Espiritistas, hoy queremos hablaros de la indulgencia, de este sentimiento tan dulce, tan fraternal que todo hombre debe tener para con sus hermanos, pero que muy pocos practican.
La indulgencia no ve los defectos de los otros, o si los ve se guarda de hablar de ellos o de divulgarlos; por el contrario, los oculta con el fin de que sólo él los conozca; y si la malevolencia los descubre, siempre tiene a mano una excusa para paliarlos, es decir, una excusa plausible, formal y nada tiene de aquellas que queriendo atenuar la falta, la hacen resaltar con pérfida maestría.

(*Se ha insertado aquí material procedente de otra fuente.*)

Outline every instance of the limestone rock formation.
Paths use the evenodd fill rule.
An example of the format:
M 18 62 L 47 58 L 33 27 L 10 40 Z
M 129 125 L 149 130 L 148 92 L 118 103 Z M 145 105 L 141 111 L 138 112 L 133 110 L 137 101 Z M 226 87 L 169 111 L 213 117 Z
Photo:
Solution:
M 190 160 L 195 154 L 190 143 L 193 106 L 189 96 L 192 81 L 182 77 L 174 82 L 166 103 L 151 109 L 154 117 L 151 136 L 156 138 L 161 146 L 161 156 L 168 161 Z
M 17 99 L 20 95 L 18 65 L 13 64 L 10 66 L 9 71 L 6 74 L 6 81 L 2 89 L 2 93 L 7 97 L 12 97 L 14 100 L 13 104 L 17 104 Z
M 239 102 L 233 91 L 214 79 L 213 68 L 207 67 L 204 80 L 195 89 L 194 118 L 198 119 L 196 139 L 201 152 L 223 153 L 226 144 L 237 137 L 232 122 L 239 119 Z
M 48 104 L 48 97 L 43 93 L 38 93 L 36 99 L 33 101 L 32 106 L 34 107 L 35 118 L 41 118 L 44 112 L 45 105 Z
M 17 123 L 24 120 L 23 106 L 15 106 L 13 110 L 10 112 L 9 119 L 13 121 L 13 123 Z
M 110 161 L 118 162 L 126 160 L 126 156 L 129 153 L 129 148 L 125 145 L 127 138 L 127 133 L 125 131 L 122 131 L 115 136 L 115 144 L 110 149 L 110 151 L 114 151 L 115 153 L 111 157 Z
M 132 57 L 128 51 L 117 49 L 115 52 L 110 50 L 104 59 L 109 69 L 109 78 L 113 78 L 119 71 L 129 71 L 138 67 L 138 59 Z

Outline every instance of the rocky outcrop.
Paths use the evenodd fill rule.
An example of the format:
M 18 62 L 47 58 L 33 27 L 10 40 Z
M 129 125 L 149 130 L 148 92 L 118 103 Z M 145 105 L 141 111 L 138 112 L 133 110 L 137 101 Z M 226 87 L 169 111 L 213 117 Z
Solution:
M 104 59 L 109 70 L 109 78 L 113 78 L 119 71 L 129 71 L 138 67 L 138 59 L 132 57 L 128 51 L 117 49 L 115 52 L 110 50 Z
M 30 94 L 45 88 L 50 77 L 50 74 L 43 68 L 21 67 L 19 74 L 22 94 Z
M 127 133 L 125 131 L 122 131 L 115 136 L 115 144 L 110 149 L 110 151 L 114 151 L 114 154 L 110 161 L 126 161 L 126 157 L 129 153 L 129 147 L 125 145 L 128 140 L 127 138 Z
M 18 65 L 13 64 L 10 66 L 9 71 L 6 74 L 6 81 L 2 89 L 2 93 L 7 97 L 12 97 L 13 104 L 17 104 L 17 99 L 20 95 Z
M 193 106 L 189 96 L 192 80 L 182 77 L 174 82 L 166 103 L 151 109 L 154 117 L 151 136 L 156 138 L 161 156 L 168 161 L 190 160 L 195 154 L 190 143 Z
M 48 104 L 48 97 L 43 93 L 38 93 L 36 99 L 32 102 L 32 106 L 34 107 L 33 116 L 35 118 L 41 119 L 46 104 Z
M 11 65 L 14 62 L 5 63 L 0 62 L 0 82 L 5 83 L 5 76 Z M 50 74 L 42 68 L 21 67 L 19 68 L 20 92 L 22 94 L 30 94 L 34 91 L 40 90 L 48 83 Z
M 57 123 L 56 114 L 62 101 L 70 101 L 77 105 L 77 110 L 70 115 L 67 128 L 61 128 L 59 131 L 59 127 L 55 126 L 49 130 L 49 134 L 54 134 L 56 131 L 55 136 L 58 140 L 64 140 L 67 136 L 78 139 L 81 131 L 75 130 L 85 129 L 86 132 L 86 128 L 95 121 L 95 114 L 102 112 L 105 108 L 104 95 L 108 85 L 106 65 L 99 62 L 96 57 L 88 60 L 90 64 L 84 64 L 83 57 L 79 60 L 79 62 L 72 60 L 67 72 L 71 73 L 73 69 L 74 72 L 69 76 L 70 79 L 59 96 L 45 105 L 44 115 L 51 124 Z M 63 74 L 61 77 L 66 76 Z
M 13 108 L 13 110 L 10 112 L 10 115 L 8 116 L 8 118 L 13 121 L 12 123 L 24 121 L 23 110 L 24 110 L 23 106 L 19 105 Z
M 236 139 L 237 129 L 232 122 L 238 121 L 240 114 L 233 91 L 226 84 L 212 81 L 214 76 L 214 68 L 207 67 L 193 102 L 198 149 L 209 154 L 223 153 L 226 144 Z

La indulgencia nunca se ocupa de los actos malos de los demás a menos que no sea para hacer un favor, y aun así tiene cuidado de atenuarlos tanto como le es posible. No hace observaciones que choquen; ni tiene reproches a mano, sino consejos, lo más a menudo disfrazados. Cuando criticáis, ¿qué consecuencias deben sacarse de vuestras palabras? Vosotros los que vituperáis, ¿no habréis hecho tal vez lo que reprocháis, valdréis, acaso, más que el culpable? ¡Oh, hombres! ¿cuándo juzgaréis por vuestros propios corazones, vuestros propios pensamientos, vuestros propios actos, sin ocuparos de lo que hacen vuestros hermanos? ¿Cuando no abriréis vuestros ojos severos sino para vosotros mismos?

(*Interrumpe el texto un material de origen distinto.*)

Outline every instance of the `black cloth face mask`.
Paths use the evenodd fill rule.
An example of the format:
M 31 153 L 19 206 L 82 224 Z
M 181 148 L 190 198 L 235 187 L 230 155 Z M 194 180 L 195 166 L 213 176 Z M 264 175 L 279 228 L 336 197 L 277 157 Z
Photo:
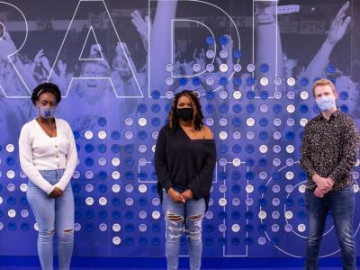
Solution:
M 184 121 L 189 121 L 193 119 L 194 109 L 193 108 L 177 108 L 176 109 L 177 115 L 179 115 L 180 119 Z

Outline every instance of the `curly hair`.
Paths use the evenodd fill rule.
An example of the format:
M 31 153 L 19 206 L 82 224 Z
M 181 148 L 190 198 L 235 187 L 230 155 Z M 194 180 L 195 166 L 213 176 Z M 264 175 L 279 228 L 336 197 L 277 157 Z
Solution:
M 197 97 L 197 94 L 190 90 L 183 90 L 175 95 L 168 116 L 170 129 L 175 131 L 179 125 L 179 115 L 176 112 L 176 108 L 179 98 L 183 95 L 187 96 L 193 103 L 194 113 L 192 119 L 192 126 L 194 130 L 200 130 L 203 126 L 202 119 L 204 118 L 202 112 L 202 104 L 199 101 L 199 98 Z
M 32 94 L 32 104 L 35 104 L 37 101 L 39 101 L 39 97 L 40 94 L 44 93 L 51 93 L 55 95 L 57 104 L 58 104 L 61 101 L 61 92 L 60 89 L 58 89 L 58 86 L 55 84 L 51 83 L 43 83 L 40 84 L 38 86 L 36 86 Z

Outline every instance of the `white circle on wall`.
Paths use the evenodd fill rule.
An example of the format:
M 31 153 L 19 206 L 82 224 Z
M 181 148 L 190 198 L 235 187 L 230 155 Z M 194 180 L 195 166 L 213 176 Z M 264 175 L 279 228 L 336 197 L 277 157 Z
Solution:
M 167 72 L 172 72 L 174 70 L 174 66 L 172 64 L 166 64 L 165 66 L 165 70 Z
M 241 98 L 241 92 L 240 91 L 234 91 L 234 93 L 232 93 L 232 96 L 234 97 L 234 99 L 240 99 Z
M 281 92 L 279 92 L 279 91 L 274 92 L 274 99 L 281 99 L 282 96 L 283 96 L 283 94 L 281 94 Z
M 86 139 L 91 140 L 91 139 L 93 139 L 93 137 L 94 137 L 93 131 L 87 130 L 87 131 L 85 132 L 85 138 Z
M 99 137 L 100 140 L 106 139 L 106 131 L 104 130 L 99 131 L 99 133 L 97 133 L 97 137 Z
M 255 65 L 254 65 L 254 64 L 248 64 L 248 65 L 247 66 L 247 70 L 248 70 L 248 72 L 254 72 L 254 71 L 255 71 Z
M 220 57 L 221 58 L 224 59 L 224 58 L 226 58 L 228 56 L 229 56 L 228 50 L 221 50 L 220 51 Z
M 228 94 L 227 91 L 221 91 L 221 92 L 219 94 L 219 95 L 220 95 L 220 99 L 227 99 L 228 96 L 229 96 L 229 94 Z
M 148 121 L 146 120 L 146 118 L 141 117 L 139 119 L 138 122 L 140 127 L 145 127 L 148 123 Z
M 132 126 L 133 123 L 134 123 L 134 121 L 132 120 L 132 118 L 125 119 L 125 125 L 127 125 L 128 127 Z
M 85 200 L 85 202 L 86 202 L 87 205 L 93 205 L 93 204 L 94 204 L 94 199 L 93 199 L 93 197 L 87 197 L 87 198 Z
M 226 131 L 221 131 L 219 133 L 219 138 L 221 140 L 227 140 L 228 139 L 228 133 Z
M 166 96 L 167 99 L 172 99 L 172 98 L 174 97 L 174 93 L 173 93 L 172 91 L 166 91 L 166 92 L 165 93 L 165 96 Z
M 232 224 L 231 225 L 231 230 L 233 232 L 239 232 L 240 231 L 240 225 L 238 224 Z
M 239 166 L 241 164 L 241 160 L 239 158 L 234 158 L 232 159 L 232 165 L 234 166 Z
M 296 80 L 293 77 L 289 77 L 286 82 L 289 86 L 295 86 Z
M 287 112 L 289 113 L 292 113 L 293 112 L 295 112 L 295 106 L 292 104 L 290 104 L 286 107 Z
M 212 64 L 207 64 L 205 68 L 207 72 L 212 72 L 215 70 L 215 67 Z
M 114 245 L 120 245 L 122 243 L 122 239 L 120 238 L 120 237 L 114 237 L 112 238 L 112 244 Z
M 221 71 L 221 72 L 227 72 L 228 69 L 229 69 L 229 68 L 228 68 L 228 65 L 226 65 L 226 64 L 221 64 L 221 65 L 220 65 L 219 69 L 220 69 L 220 71 Z
M 112 190 L 114 194 L 118 194 L 118 193 L 120 193 L 121 187 L 119 184 L 112 184 Z
M 261 86 L 266 86 L 268 84 L 269 84 L 269 79 L 268 79 L 267 77 L 263 76 L 263 77 L 260 79 L 260 85 L 261 85 Z
M 234 69 L 235 72 L 241 71 L 241 65 L 238 64 L 238 63 L 235 64 L 234 67 L 233 67 L 233 69 Z
M 122 230 L 122 226 L 119 223 L 112 224 L 112 230 L 118 232 Z
M 255 120 L 254 120 L 254 118 L 248 118 L 247 119 L 247 125 L 248 126 L 249 126 L 249 127 L 252 127 L 252 126 L 254 126 L 255 125 Z
M 165 79 L 165 84 L 166 84 L 167 86 L 170 86 L 174 85 L 174 78 L 172 78 L 171 76 L 166 77 L 166 78 Z M 166 98 L 167 98 L 167 96 L 166 96 Z
M 14 149 L 15 149 L 15 147 L 14 146 L 14 144 L 9 143 L 8 145 L 6 145 L 7 152 L 13 153 Z
M 302 100 L 306 100 L 306 99 L 309 98 L 309 93 L 306 92 L 306 91 L 302 91 L 302 92 L 300 94 L 300 97 L 301 97 Z
M 193 70 L 194 72 L 199 72 L 200 70 L 202 70 L 202 66 L 198 63 L 195 63 L 193 65 Z
M 118 171 L 113 171 L 112 173 L 112 177 L 114 180 L 118 180 L 120 178 L 120 173 Z
M 6 173 L 7 178 L 9 179 L 13 179 L 14 177 L 15 177 L 15 172 L 13 170 L 8 170 Z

Sed, pues, severos para con vosotros e indulgentes para con los demás. Pensad en el que juzga sin apelación que ve los pensamientos secretos de cada corazón y que por consiguiente, excusa muy a menudo las faltas que vosotros vituperáis, o condena lo que excusáis, porque conoce el móvil de todos los actos y porque vosotros, que gritáis tan alto ¡anatema!, quizás habéis cometido faltas más graves.
Sed indulgentes, amigos mios, porque la indulgencia atrae, calma, corrige; mientras que el rigor desalienta, aleja e irrita.
(José, espíritu protector, Bordeaux 1863).